Six weeks later, LTCM's John Meriwether, head alchemist responsible for converting 500 million into a trillion-dollar golden hedge, soon saw his wizard hat turn into a dunce cap when the titanic fund started turning into lead. Losses of 50 million dollars a day soon got the attention of the 15 banks duped into thinking they were the belle of the ball, in what turned out to be just another capitalist gangbang. The President's Working Group, a sort of star chamber of finance created by Reagan, also noticed and formed a Crisis Group which identified the 'systemic risk'. The system in question, of course, was no less than the US economy. Worried that the first domino had toppled, the cabal of elite geniuses first did nothing; for four days. They then brilliantly suggested that the banks bail themselves out...which they did. Crisis averted. That was 1998!

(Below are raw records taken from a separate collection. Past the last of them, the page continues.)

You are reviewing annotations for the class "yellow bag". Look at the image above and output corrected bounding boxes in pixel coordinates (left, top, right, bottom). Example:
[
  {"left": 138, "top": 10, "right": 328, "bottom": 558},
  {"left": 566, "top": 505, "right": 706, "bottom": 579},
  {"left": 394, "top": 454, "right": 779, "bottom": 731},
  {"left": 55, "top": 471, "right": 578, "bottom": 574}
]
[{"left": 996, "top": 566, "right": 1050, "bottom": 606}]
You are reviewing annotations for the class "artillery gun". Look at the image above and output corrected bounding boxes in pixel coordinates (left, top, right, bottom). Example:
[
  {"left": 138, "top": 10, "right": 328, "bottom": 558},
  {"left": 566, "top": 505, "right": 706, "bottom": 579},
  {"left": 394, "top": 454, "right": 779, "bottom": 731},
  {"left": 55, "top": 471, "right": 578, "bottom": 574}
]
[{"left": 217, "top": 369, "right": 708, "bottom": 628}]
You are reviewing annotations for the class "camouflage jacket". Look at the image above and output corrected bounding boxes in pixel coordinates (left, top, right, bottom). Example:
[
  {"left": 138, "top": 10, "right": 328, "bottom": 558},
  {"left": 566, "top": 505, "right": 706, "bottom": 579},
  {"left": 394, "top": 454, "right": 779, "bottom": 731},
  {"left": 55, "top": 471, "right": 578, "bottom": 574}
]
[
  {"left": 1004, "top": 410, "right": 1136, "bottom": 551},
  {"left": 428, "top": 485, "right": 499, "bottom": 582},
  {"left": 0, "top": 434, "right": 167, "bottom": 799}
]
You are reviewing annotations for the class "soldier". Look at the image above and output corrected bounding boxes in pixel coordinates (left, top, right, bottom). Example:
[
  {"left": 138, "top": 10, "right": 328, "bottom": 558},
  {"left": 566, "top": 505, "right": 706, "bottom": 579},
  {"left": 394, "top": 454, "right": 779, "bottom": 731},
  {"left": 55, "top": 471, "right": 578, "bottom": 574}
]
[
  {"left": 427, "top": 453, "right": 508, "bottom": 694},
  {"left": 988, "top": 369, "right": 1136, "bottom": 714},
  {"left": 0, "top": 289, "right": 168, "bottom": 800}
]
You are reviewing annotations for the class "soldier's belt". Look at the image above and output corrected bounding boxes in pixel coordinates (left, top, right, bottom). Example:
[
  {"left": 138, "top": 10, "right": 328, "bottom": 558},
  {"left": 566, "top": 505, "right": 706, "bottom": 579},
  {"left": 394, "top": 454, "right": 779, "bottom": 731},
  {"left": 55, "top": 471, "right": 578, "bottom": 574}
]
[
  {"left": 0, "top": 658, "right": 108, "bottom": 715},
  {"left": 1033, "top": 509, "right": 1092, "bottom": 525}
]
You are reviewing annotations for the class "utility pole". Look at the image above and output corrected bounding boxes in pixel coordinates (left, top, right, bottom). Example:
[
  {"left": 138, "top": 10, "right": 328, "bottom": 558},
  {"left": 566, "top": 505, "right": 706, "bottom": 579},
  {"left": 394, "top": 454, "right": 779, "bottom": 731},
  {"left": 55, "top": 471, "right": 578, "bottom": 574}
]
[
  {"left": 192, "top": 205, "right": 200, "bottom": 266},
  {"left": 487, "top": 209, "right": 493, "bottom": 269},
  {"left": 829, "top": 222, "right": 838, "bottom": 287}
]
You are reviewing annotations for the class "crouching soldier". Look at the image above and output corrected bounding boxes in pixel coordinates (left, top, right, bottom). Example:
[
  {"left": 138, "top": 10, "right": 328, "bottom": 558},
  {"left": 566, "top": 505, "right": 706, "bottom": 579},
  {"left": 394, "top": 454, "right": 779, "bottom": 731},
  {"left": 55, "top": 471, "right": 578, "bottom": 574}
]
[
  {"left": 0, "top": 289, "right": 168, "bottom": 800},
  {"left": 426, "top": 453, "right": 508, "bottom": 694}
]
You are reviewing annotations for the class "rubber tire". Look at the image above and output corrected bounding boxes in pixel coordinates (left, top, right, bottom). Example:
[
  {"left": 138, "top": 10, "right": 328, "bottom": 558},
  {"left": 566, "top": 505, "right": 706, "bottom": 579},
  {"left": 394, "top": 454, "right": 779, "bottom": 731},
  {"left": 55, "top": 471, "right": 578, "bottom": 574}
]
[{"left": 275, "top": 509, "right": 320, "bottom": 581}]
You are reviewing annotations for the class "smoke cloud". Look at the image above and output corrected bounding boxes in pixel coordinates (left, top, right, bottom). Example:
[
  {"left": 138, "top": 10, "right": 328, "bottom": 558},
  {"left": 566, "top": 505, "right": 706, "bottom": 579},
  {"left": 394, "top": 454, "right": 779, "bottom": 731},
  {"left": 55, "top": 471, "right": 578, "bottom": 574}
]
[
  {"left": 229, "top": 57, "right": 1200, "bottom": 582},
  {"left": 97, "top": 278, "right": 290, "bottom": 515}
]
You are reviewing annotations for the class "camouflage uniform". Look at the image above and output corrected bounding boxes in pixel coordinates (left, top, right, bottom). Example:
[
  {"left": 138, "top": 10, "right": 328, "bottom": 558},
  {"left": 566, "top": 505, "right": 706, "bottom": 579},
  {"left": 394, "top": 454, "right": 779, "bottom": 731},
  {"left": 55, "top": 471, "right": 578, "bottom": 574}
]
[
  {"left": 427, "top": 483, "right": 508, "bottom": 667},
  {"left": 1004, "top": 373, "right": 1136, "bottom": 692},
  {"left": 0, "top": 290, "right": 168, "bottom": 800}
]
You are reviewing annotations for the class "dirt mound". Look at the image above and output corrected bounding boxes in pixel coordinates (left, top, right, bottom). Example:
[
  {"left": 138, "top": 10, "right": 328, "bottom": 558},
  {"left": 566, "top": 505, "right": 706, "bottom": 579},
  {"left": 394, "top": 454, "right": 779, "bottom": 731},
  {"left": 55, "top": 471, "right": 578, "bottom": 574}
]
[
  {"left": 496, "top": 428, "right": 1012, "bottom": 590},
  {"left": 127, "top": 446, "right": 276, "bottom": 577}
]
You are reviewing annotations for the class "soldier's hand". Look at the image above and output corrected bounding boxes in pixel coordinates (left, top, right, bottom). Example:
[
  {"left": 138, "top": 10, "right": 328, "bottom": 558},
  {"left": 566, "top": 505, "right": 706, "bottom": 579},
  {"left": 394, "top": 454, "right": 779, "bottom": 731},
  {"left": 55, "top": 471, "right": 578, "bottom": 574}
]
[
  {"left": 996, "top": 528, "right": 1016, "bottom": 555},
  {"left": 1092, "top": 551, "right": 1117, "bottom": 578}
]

Even the over-lobbied congress seemed alarmed by this near monetary meltdown. So Greenspan, Robert Rubin and Larry Summers stirred the magic commerce cauldron and came up with a Great Depression anti-formula. Rather than implementing the safeguards based on lessons learned from 1931, they conversely argued that they should be completely subverted and actually used as a reverse template: there should be NO transparency, NO capital reserve requirements, NO regulation on intermediaries, NO prohibition on manipulation and NO prohibition on fraud. They arrogantly insisted that the 'invisible hand' of market regulation, continue to be allowed to deal secrecy, impunity, manipulation and FRAUD into the money game.No wonder the pseudo-science of economics is thought to be complicated. I, for one, do not have a mind capable of resolving such paradox. Maybe, like Greenspan, you have to be an acolyte of Ayn Rand to grasp such mysteries?
By 2007, the sleight-of-hand sub prime crisis and other forms of hot-potato fund management (Credit Default Swaps...etc) precipitated another Chernobyl of capital. Though, by then it was 600 times worse. Literally. The same unchecked grotesquery of greed and hubris had been allowed to reach 595 trillion dollars. This time the failing banks, brokers, trusts and investment houses couldn't bail themselves out. So, in the hopeless, opposite-world logic of 'reward the wicked and punish the victims', generations of working taxpayers will be forced to carry this cross of debt.
Greenspan, conveniently after retiring, recanted in a stunning public admission that his 50yr career and entire world view were based on a fallacy. Tragically, not all of his zealots have joined him in his reformation; Rubin went on to 'earn' 126 million dollars in compensation... for applying the same ideological wrecking-ball to Citibank. Larry Summers is a high-level economic adviser to Obama! Present high priests, the current chair of the CFT commission, the Federal Reserve chairman and Treasury Secretary were drawn right from the same laissez-faire cult that oversaw the '08 abomination; deregulation devotees and champions of corporate capitalism, all.
Sometimes, all you can do is listen to the blood pound in your temples when trying to rationalize insanity.